Vivi durante alguns anos numa cidade não portuguesa onde me podia mexer para todo o lado em bicicleta. Desencantei uma pasteleira preta linda, velha a cair de podre que só travava bem na roda da frente (como nunca me espetei de dentes no asfalto é um milagre que atribuo a Santo António), enfiei-lhe um cestinho no guiador e andava feliz e contente. Servia-me para tudo, incluindo as compras do supermercado - com o meu método optimizado levava um saco em cada punho e o terceiro no cestinho, desde que não guinasse demasiado para os lados o plástico não se enfiava pelos raios da roda da frente (de novo, Sto. António sempre atento).

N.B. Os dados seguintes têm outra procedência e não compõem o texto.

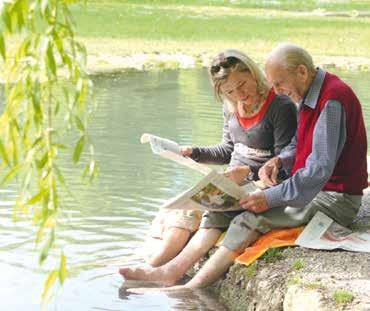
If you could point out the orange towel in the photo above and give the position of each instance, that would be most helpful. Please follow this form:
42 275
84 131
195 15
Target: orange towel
272 239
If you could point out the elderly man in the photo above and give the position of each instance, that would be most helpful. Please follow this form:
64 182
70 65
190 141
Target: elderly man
326 158
326 161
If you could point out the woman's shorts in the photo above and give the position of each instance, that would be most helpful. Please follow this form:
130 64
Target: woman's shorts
166 219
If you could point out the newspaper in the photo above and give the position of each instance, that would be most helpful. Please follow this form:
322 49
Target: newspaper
322 232
215 192
171 150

Para além da cidade ser plana, os traseuntes e automobilistas (não consigo dizer esta palavra sem pensar que devia constar uma fotografia do meu avô materno, de boné e luvas de pele sem pontas nos dedos, na respectiva entrada na enciclopédia ilustrada) estavam mais que habituados a partilhar a estrada e os passeios com os apêndices de duas rodas.
Das poucas vezes que tentei a façanha em Lisboa senti-me dentro de um episódio das corridas mais loucas, temendo pela própria vida dada a insensatez dos carros que acham que quem tem bicla que vá para o parque.
Há uns meses li um artigo na new scientist sobre os perigos a que os ciclistas citadinos estão sujeitos - e que nem o capacete os salva. Medindo as distâncias que os carros mantinham da sua bicicleta com e sem protector na cabeça, o investigador chegou à conclusão que lhe davam mais espaço para cair se vissem a sua mona desprotegida. A mais divertida experiência foi quando o mesmo homem na mesma bicicleta pôs uma cabeleira feminina, que fazia com que os condutores se afastassem dele como de criptonite vermelha. Gajas, já se sabe, são desajeitadas, deixa cá ver se não a passo a ferro. (o início do artigo está aqui, para mais informações subscrevam-na).
A questão da inclinação de Lisboa, habilmente explicada aqui, parece-me apenas acessória à do civismo na estrada e condições lojísticas para o uso da bicicleta. Não se pode levá-la nos transportes, no comboio apenas nos urbanos, regionais e interregionais, se e só se, autorizado pelo picas de serviço - o que não é de todo um estímulo para quem precise de usar os transportes públicos em conjunto com a bicla. Convenhamos que pedalar de Mem Martins até ao centro de Lisboa é façanha apenas ao alcance de Venceslaus que têm mais que fazer que ir trabalhar para o escritório a suar em bica e a cheirar mal.
Dizer que (ontem aprendi que é bem começar assim as frases, se quiser parecer uma pessoa séria) as pessoas que mais se inflamam com a questão da impossibilidade de usar bicicleta em Lisboa se incluem nos que não a usaria no seu quotidiano é capaz de não ser um tiro ao lado.